Sa mère en était persuadée, Foued Mohamed-Aggad, parti en Syrie, était mort dans un attentat-suicide en août 2015. Et pourtant c'est par un SMS de sa belle-fille qu'elle apprend que son fils faisait partie du commando du Bataclan le 13 novembre 2015. Il se serait fait passer pour mort en Syrie pour mieux passer sous les radars des services de renseignement français, révèle Libération vendredi.
S'il revenait en France, "ce serait pour faire un sale truc". Le quotidien a pu consulter des notes de la DGSI (Direction Générale du Renseignement intérieur), déclassifiées à la demande des juges d'instruction parisiens, qui racontent la vie des djihadistes en Syrie. Dans un rapport du 12 novembre 2015, la veille des attentats, les services de renseignements notent que "l'intéressé n'a plus donné de nouvelles à ses proches depuis le 24 août alors qu'il ne restait jamais plus d'une semaine sans les contacter."
Aurait-il quitté Raqqa, en Syrie, où il résidait depuis un an ? Serait-il en route pour la France ? Cette absence de contacts est d'autant plus inquiétante qu'en 2014, le jeune Strasbourgeois avait assuré à sa mère que s'il revenait en France, "ce serait pour faire un sale truc".
Une mort feinte pour brouiller les pistes ? Pourtant dès l'été 2015, son discours avait changé : "Il y a quelque temps, Foued avait prévenu sa famille qu'il ne rentrerait pas en France, et ce même dans le but d'y commettre des attentats sur ordre, car il ne s’estimait pas encore assez fort pour tomber en martyr." Cette nouvelle déclaration est-elle destinée à brouiller les pistes de la DGSI ? Ce fameux 24 août, il avait d'ailleurs fait ses adieux à sa famille "ne sachant pas s’il allait revenir vivant ou s’il les reverrait au paradis", rapporte une note du 26 novembre.
La mère de Foued Mohamed-Aggad avait alors enquêté pour savoir si son fils était vivant ou mort.
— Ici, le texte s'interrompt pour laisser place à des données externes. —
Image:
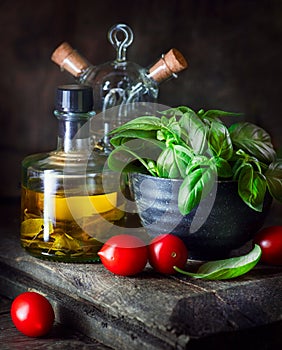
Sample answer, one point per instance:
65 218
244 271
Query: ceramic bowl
220 223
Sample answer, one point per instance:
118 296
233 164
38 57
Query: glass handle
120 36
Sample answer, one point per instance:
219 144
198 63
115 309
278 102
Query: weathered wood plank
59 338
149 310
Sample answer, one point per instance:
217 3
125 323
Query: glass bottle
71 202
164 68
119 83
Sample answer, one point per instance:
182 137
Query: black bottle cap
74 98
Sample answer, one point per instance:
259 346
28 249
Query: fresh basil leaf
274 180
126 135
219 140
173 161
215 114
194 131
227 268
223 168
166 164
183 157
251 187
139 123
196 185
253 140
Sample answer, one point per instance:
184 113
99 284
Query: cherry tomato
32 314
166 251
270 241
124 255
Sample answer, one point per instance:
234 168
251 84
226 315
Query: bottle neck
70 60
74 132
167 66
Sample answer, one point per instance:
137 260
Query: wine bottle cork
69 59
169 64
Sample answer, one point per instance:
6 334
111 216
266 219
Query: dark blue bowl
220 223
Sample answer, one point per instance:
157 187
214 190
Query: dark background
233 48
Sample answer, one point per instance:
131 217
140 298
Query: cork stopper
168 65
69 59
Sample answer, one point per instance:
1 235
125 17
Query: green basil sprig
198 148
227 268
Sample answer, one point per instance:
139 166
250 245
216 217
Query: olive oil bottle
71 202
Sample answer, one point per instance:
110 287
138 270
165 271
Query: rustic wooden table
150 311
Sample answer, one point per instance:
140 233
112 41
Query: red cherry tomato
124 255
166 251
32 314
270 241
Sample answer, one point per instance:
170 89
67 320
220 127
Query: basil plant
200 149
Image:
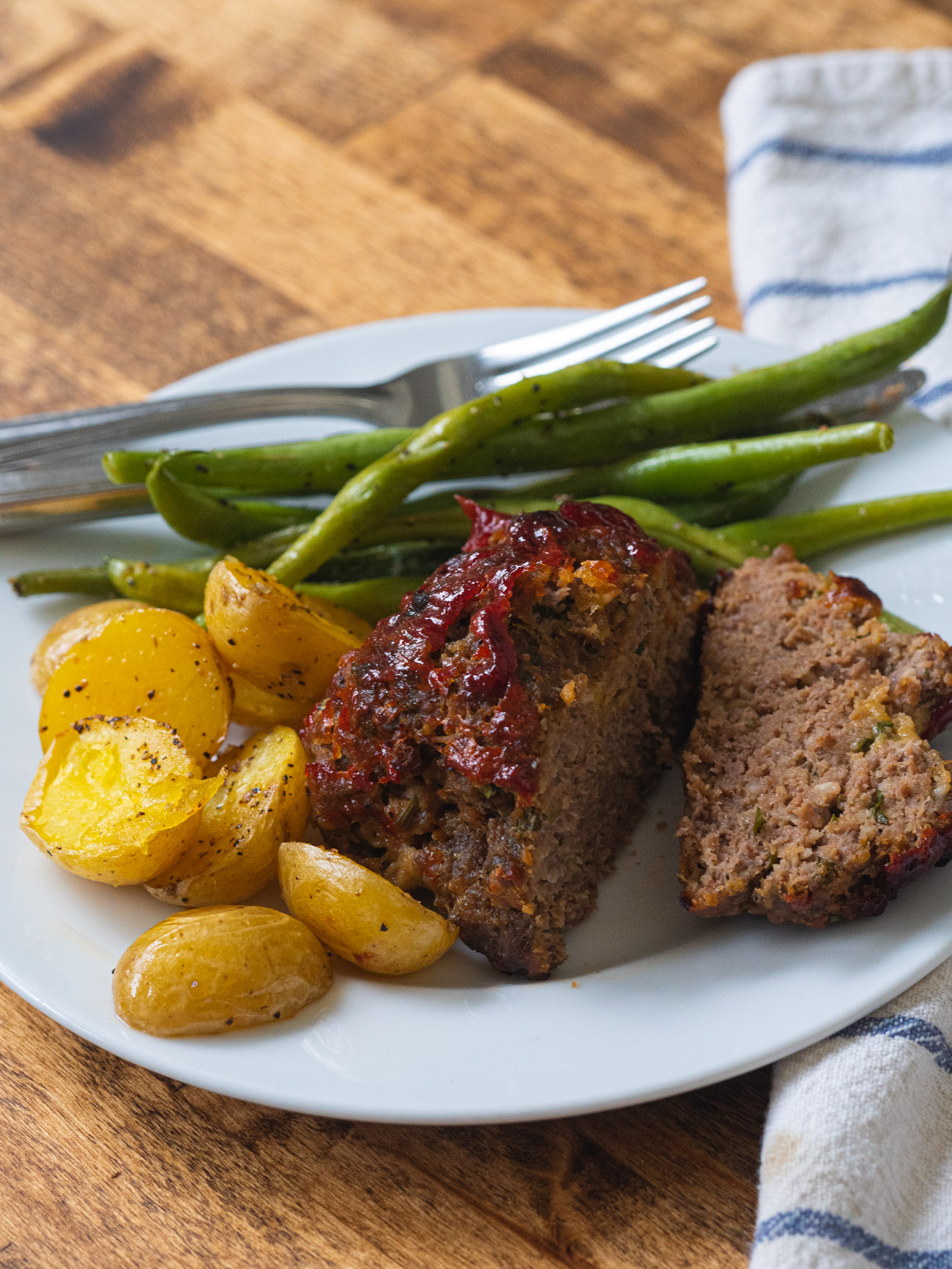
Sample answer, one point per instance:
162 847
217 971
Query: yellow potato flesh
358 914
219 970
152 663
116 800
273 639
235 852
70 630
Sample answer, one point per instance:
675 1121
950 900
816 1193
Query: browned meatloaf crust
494 741
813 793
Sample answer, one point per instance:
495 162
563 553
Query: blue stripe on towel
823 289
931 157
927 396
905 1027
809 1222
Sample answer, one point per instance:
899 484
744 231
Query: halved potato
235 852
116 800
358 914
149 661
69 631
217 970
276 640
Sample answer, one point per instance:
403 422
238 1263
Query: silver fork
50 464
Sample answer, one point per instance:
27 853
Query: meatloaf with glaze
494 741
813 792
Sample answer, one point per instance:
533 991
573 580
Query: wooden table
183 182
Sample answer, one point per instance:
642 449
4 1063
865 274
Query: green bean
330 462
742 405
64 581
214 521
685 472
704 470
372 598
756 498
833 527
368 496
166 585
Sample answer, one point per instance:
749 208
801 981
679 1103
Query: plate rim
126 1046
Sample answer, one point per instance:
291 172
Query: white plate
652 1002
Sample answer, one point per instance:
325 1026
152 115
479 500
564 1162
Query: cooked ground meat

Pour cela, elle avait contacté la mère d'un autre djihadiste français en Syrie. C.S. avait alors assuré, en s'appuyant sur des photos, que son fils était mort dans un attentat-suicide. Sûr de ses informations "à 99%", le djihadiste avait même précisé que l'attentat avait eu lieu "un jour seulement" après le départ du jeune homme de Raqqa.
Deux mois pour rejoindre Paris. Mais selon la note du 12 novembre de la DGSI, "l'intéressé [Foued Mohamed-Aggad] fait partie d'un groupe de 21 combattants de la région d'Al-Bab ayant rejoint Mossoul (Irak), où ils ont laissé leurs femmes, avant de partir le 24 août en mission pour au moins deux mois, sans connaître les modalités de cette opération et sans possibilité de donner de nouvelles – il leur était interdit d’emporter leur tablette ou téléphone", cite Libération.
Deux mois, c'est le temps que mettra Foued Mohamed-Aggad pour rejoindre Paris en traversant plusieurs pays d'Europe. Il a été récupéré, avec deux autres kamikazes du Bataclan, le 17 septembre à la gare de Keleti, en Hongrie, par Salah Abdeslam, selon les informations collectées par le Centre d'analyse du terrorisme.
En Syrie depuis décembre 2013. Radicalisé sur Internet, le jeune homme de 23 ans au moment des attentats était parti en Syrie en décembre 2013 avec une douzaine d'autres jeunes habitants d'un quartier sensible de la Meinau (à 60km de Strasbourg). Rejoint par sa femme, il se disait très heureux de sa vie syrienne. "Il s'était marié et venait d'avoir un enfant", a raconté l'avocate de la famille Mohamed-Aggad, Françoise Cotta, en décembre 2015. "Pour lui, il n'était pas question de rentrer en France. Il disait vouloir mourir en kamikaze en Irak", avait-elle ajouté. Une volonté contredite par la suite des événements.